1. Personal Information Protection Officer: Hyungbin Choi (Personal Information Protection Officer/CEO)
2. Personal Information Department: Product Division
3. Personal Information Access Window: Operation Division
4. Contact: Kkokkio Alarm Customer Service (Chat Consultation on the Website)
| Article 9 (Remedies for Infringement of Data Subject Rights)
① The company makes every effort to protect the personal information of data subjects. If data subjects wish to seek remedies for personal information infringement, they can apply for dispute resolution or consultation with the Personal Information Dispute Mediation Committee, the Personal Information Infringement Reporting Center of the Korea Internet & Security Agency, etc. For other personal information infringement reports and consultations, please contact the following institutions.
1. Personal Information Dispute Mediation Committee: 1833-6972 (www.kopico.go.kr)
2. Personal Information Infringement Reporting Center: 118 (privacy.kisa.or.kr)
3. Supreme Prosecutors' Office: 1301 (www.spo.go.kr)
4. National Police Agency: 182 (ecrm.cyber.go.kr)
② Under Articles 35 (Access to Personal Information), 36 (Correction and Deletion of Personal Information), and 37 (Suspension of Personal Information Processing, etc.) of the Personal Information Protection Act, if data subjects are infringed upon by a disposition or omission by the head of a public institution, they may request an administrative trial in accordance with the Administrative Appeals Act.

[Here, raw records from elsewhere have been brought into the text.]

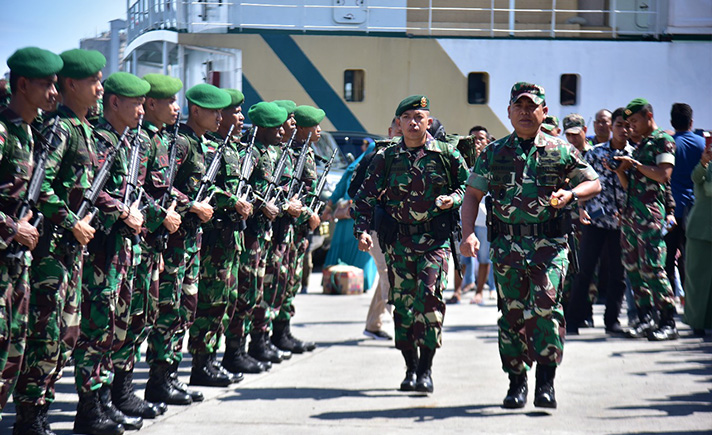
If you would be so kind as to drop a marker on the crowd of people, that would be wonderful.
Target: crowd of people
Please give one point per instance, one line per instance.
(153, 231)
(122, 226)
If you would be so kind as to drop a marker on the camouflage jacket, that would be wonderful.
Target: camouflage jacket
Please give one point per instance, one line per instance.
(117, 182)
(407, 182)
(646, 197)
(521, 183)
(16, 161)
(70, 172)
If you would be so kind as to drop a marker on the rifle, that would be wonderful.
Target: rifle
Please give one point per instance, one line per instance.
(132, 180)
(278, 171)
(90, 195)
(162, 232)
(299, 170)
(16, 251)
(316, 202)
(246, 168)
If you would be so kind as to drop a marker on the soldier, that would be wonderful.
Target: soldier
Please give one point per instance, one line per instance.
(645, 175)
(109, 265)
(222, 240)
(269, 118)
(54, 313)
(307, 120)
(412, 193)
(160, 108)
(524, 173)
(179, 279)
(33, 74)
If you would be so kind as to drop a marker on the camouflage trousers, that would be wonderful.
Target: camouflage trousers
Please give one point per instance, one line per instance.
(177, 296)
(644, 252)
(53, 324)
(250, 285)
(217, 279)
(279, 258)
(298, 250)
(418, 280)
(106, 298)
(131, 328)
(14, 299)
(532, 326)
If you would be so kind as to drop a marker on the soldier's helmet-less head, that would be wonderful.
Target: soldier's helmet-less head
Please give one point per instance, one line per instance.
(533, 92)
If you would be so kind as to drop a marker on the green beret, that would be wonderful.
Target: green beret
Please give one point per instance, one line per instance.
(288, 105)
(236, 96)
(162, 87)
(33, 62)
(126, 85)
(208, 96)
(413, 102)
(268, 115)
(634, 106)
(80, 64)
(308, 116)
(523, 89)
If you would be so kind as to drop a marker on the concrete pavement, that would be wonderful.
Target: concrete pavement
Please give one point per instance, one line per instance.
(349, 384)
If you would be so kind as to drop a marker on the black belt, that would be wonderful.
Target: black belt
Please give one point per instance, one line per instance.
(557, 227)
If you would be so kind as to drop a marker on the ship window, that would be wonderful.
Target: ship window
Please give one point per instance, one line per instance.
(353, 84)
(477, 84)
(569, 89)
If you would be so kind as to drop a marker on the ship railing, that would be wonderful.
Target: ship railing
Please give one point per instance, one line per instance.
(619, 20)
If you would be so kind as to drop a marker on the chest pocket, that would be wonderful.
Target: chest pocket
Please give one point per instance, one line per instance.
(231, 160)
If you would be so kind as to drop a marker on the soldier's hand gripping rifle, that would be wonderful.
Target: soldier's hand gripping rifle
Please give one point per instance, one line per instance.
(246, 168)
(316, 203)
(132, 192)
(90, 195)
(16, 251)
(162, 232)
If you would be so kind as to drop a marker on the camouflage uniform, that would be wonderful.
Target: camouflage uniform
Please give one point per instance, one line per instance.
(56, 271)
(178, 287)
(529, 270)
(222, 243)
(144, 297)
(108, 276)
(642, 220)
(16, 148)
(411, 180)
(257, 238)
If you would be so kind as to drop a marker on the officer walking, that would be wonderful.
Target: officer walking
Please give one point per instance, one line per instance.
(524, 173)
(412, 193)
(33, 74)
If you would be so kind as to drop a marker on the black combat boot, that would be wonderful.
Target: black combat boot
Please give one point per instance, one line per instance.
(203, 373)
(129, 423)
(306, 345)
(45, 421)
(236, 359)
(28, 420)
(424, 382)
(125, 399)
(90, 418)
(259, 350)
(544, 396)
(159, 387)
(666, 330)
(411, 366)
(235, 378)
(645, 324)
(195, 395)
(281, 339)
(517, 393)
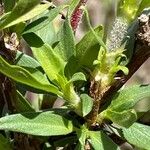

※ For detailed information on administrative trials, please refer to the Central Administrative Appeals Commission (http://www.simpan.go.kr/).
③ For inquiries regarding the protection and processing of personal information, you can use the 118 Customer Center operated by the Korea Internet & Security Agency.
※ Phone Inquiry: 118 (extension 2 within ARS), Email Inquiry: [email protected]
| Article 10 (Changes to the Privacy Policy)
① This privacy policy is effective from July 27, 2023.